Nesse contexto, é necessário estimular e contribuir para a aplicação de lei, bem como monitorar a sua implementação; confira

De Brasília, Harrison S. Silva

A Comissão Mista de Combate à Violência contra a Mulher realiza audiência pública para discutir o uso de tecnologias como ferramentas de apoio no combate à violência contra mulheres. Segundo a presidente da comissão, deputada Luizianne Lins (Rede-CE), a violência contra a mulher continua sendo um grave problema social e de direitos humanos, o que exige o fortalecimento das estratégias de prevenção, denúncia e proteção às vítimas.

 

Deputada federal Luizianne Lins (Rede-CE) | Imagem: Reprodução
Deputada federal Luizianne Lins (Rede-CE) | Imagem: Reprodução

 

Lei Maria da Penha, 20 anos

O seu surgimento está diretamente ligado à história de vida de Maria da Penha, que se tornou um símbolo de luta no combate à violência doméstica contra a mulher. Só para lembrar: a Lei n. 11.340/2006 leva o nome de Maria da Penha como uma forma de reparação simbólica depois de tantos anos de omissão do Estado brasileiro e de impunidade do seu agressor.

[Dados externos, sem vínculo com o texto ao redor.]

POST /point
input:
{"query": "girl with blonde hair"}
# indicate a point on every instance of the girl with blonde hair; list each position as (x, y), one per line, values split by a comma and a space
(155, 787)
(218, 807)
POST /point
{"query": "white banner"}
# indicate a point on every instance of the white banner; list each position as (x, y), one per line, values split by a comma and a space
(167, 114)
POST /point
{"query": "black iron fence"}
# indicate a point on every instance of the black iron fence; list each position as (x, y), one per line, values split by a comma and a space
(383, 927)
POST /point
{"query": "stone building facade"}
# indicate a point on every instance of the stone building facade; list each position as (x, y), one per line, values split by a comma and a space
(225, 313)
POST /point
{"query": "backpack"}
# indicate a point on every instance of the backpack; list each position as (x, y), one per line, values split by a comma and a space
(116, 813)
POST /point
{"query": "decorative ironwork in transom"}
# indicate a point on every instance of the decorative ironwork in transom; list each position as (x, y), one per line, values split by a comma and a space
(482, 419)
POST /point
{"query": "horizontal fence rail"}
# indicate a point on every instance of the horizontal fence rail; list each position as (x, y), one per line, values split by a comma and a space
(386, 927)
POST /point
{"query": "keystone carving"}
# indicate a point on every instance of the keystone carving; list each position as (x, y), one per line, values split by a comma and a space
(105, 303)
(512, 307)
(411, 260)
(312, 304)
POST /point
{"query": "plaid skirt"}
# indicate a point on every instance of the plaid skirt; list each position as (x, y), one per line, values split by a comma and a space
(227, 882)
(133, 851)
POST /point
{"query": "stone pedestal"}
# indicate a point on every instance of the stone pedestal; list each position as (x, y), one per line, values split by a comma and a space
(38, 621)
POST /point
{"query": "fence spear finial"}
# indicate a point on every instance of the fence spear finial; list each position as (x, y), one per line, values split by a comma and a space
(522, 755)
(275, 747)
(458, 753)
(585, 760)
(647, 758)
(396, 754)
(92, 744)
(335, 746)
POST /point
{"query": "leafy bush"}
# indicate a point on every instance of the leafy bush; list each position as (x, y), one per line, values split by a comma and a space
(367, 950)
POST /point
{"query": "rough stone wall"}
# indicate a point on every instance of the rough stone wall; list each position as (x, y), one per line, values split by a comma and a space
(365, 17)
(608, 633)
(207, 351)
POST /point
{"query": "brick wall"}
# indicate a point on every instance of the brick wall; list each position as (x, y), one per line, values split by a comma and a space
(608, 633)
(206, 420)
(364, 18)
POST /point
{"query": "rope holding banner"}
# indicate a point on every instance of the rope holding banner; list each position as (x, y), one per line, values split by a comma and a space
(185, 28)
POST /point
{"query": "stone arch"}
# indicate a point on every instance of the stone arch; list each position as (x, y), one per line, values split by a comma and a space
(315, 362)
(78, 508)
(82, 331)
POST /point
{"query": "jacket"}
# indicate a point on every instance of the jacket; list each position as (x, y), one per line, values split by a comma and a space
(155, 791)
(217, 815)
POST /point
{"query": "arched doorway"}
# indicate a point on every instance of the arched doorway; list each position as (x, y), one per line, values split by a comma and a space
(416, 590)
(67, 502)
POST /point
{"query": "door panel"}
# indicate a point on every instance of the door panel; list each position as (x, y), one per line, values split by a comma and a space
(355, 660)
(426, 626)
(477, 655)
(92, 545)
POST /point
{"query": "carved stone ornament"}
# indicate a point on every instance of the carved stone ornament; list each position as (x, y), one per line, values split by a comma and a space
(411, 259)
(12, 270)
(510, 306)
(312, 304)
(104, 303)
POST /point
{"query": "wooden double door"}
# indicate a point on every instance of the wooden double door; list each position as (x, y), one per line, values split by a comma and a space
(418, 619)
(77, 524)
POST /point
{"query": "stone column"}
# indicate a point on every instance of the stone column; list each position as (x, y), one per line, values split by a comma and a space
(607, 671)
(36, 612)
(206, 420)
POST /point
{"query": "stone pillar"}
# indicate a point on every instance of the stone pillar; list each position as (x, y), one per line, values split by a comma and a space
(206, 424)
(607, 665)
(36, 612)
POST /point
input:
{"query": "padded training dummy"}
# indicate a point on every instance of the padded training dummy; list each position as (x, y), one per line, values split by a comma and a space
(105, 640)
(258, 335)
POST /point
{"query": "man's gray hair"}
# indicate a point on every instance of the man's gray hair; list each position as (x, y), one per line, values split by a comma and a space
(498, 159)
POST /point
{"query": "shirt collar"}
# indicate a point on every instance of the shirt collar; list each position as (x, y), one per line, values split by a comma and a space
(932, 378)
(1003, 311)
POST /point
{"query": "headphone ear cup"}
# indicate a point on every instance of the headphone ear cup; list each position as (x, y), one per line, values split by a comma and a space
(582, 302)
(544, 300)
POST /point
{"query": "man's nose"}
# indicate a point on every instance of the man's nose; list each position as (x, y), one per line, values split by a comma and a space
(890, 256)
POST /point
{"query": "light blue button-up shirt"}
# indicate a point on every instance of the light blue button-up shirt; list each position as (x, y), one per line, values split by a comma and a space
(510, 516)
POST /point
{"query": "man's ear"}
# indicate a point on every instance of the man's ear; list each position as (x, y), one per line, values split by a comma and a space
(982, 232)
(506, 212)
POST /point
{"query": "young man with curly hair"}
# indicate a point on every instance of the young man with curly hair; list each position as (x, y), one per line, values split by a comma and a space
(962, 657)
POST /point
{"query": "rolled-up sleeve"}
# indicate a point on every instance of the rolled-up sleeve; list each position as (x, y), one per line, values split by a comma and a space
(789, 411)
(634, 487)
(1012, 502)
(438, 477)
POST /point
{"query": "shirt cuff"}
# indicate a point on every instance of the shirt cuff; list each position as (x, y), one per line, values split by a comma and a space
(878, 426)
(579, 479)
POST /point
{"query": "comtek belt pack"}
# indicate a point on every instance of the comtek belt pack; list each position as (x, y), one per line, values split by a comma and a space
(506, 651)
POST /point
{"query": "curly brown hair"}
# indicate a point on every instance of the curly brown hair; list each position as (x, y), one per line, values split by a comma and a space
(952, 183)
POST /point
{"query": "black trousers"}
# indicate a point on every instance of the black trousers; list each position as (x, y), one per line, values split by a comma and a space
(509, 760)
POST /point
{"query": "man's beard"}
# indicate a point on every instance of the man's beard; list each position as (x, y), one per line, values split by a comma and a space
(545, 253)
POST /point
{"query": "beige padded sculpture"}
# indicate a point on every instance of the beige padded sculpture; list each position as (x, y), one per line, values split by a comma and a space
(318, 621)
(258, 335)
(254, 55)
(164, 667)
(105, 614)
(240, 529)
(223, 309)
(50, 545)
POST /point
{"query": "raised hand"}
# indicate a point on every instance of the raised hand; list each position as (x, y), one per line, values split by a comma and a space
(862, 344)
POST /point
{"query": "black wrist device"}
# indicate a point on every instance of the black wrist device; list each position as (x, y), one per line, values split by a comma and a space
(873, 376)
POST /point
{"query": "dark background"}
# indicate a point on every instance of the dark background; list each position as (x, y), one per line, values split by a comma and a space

Ela também representa o acesso à justiça e foi criada para garantir os direitos de milhares de mulheres vítimas de violência no País. Dessarte, a parlamentar afirma que tecnologias como aplicativos de denúncia, monitoramento eletrônico de agressores, botões do pânico, inteligência artificial e plataformas digitais de acolhimento podem ampliar a proteção às mulheres e agilizar a resposta das autoridades.